If you don't work as a teacher, you have no idea what you are talking about. Absolutely no idea.
I get to work at 7.30 every morning, my class start at 8.30. My class go home at 3.30, I leave work at 6 after tidying the classroom, marking books, answering emails and meetings with adults in school about children's provision,
I go home at 6pm. I cook and eat tea and I am now sat doing school data on the laptop. This is most days.
As I say, if you don't work as a teacher - you have no idea.
The way I always try and explain this to people who are so stupid as to think that teachers swan in at 9am and swan out at 3pm and have all those lovely long holidays is that every hour in the classroom generates a minimum of one hour's work. While I am in the classroom with the children, I can't do anything other than teach them. So that is 'trapped time'. Rather like being in a meeting.
Imagine if you were in meetings that went back to back 9-4 every day (average secondary school hours). And each one of those meetings generated a minimum of an hour's worth of work.
So when are you going to do the work generated during those meetings?
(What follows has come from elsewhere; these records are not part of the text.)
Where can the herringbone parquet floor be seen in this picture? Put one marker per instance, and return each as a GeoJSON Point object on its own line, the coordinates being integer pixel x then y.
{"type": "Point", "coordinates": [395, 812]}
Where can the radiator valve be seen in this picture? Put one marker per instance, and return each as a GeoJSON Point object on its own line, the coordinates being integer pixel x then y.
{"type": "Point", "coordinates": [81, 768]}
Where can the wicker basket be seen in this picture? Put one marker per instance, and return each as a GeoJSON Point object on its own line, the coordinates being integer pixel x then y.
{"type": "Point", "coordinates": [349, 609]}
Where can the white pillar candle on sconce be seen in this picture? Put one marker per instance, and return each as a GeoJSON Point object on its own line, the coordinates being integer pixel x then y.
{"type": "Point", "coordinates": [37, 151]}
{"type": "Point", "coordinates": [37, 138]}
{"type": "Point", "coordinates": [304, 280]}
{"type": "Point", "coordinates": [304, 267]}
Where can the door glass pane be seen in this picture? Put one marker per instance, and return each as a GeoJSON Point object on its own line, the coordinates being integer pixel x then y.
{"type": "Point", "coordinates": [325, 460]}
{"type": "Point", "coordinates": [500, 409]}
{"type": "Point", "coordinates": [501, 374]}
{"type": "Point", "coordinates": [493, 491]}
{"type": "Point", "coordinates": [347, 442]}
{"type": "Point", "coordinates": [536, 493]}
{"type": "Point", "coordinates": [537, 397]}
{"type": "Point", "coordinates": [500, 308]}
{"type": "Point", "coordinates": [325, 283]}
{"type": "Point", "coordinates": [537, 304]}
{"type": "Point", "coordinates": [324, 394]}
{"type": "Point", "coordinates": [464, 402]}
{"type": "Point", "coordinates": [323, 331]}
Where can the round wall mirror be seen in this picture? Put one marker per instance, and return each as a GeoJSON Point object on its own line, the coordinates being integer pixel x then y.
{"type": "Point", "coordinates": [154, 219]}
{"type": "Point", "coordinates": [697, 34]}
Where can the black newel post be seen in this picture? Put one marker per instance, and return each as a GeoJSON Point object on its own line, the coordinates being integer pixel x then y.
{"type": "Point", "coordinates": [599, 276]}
Obviously after the children leave for the day.
Hence the hours we work.
I used to get two free periods a WEEK. I taught seven classes of 33 students. Most weeks I had 100+ essays to mark, as well as 23 lessons to plan and prepare for, a form to look after with all the associated admin, several meetings to attend as well as wider departmental activities - running a lunchtime club, organising trips, dealing with parent emails, discussing individual students and coming up with action plans with other teachers, etc etc etc.
Teaching is easily a 60 hour a week job. There literally aren't enough hours in the day for us to do our work because most of our days are spent with the children we teach.
I really struggle to understand how people don't understand this.
Being in the classroom with the children is marvellous. But eventually the workload becomes unmanageable - especially the marking. I taught English, so the marking was insane.
I loved many aspects of teaching and I don't regret having trained as a teacher. It certainly has made me a better person. But is it a family-friendly, work-life balance giving job? No. And I do think it is only right that we are honest about this to those thinking of entering the profession. Unless you work in a lovely little private school with small class sizes and teach a low marking subject like Art, you will find that you spend your evenings and weekends working. It is how it is. And it won't change until the government wakes up and realises that schools need more money for more teachers and much reduced class sizes.